The Oscars: Take four!
Or is that five? Or six?
It's easy to lose count of the counterproductive programming ideas in the run-up to Sunday's Academy Awards, the climax of an awards season that's seemed like punishment.
Among the host of issues was the host himself. Or at least the previously announced host, comedian Kevin Hart, whose unearthed, unfunny homophobic tweets caught up with the actor, and with the Academy, leaving the event without a host for the first time in 30 years.

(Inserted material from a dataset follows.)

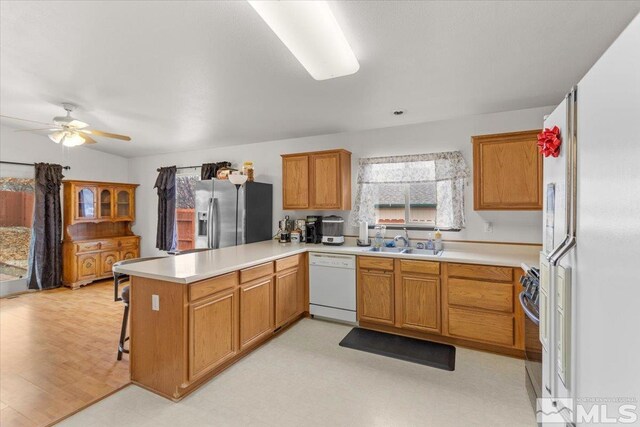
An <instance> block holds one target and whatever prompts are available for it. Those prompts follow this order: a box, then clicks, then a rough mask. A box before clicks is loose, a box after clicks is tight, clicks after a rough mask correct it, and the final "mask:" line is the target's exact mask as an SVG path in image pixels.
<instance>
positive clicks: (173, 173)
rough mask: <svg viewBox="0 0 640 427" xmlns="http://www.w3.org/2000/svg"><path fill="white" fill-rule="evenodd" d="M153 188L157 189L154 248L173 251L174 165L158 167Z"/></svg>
mask: <svg viewBox="0 0 640 427" xmlns="http://www.w3.org/2000/svg"><path fill="white" fill-rule="evenodd" d="M153 188H157V189H158V190H157V191H158V229H157V232H156V248H158V249H160V250H163V251H173V250H175V248H176V240H177V239H176V167H175V166H169V167H166V168H160V172H159V173H158V179H156V184H155V185H154V186H153Z"/></svg>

The tempest wasn't the first test for this year's Oscars: Take one was a new "popular-film" Oscar category that was meant to reflect the success of hits like "Black Panther," but came across like a condescending consolation prize. The Academy soon retreated. But "Black Panther" advanced, as the superhero movie's superlative box office and reviews resulted in an Oscar nomination.
"Black Panther" wasn't alone in achieving commercial success and critical acclaim. Variety reports that this year's nominees are the highest-grossing group in almost 10 years, earning a combined $1.3 billion at the domestic box office.
A different audience metric, Nielsen ratings, was behind the most recent reversal by the Academy. Pressured to trim the telecast and reverse last year's record-low ratings, the Academy announced a since-scuttled scheme to cut live coverage of four awards, including cinematography. "Who ever heard of a movie being made without a camera?" Susan Smoluchowski, executive director of the MSP Film Society, rhetorically asked. "How could you possibly determine that cinematography … could be shunted off into a commercial break?"
Commercialism is indeed at the crux of this controversy, Carol Donelan, professor of cinema and media studies at Carleton College, said in an e-mail exchange.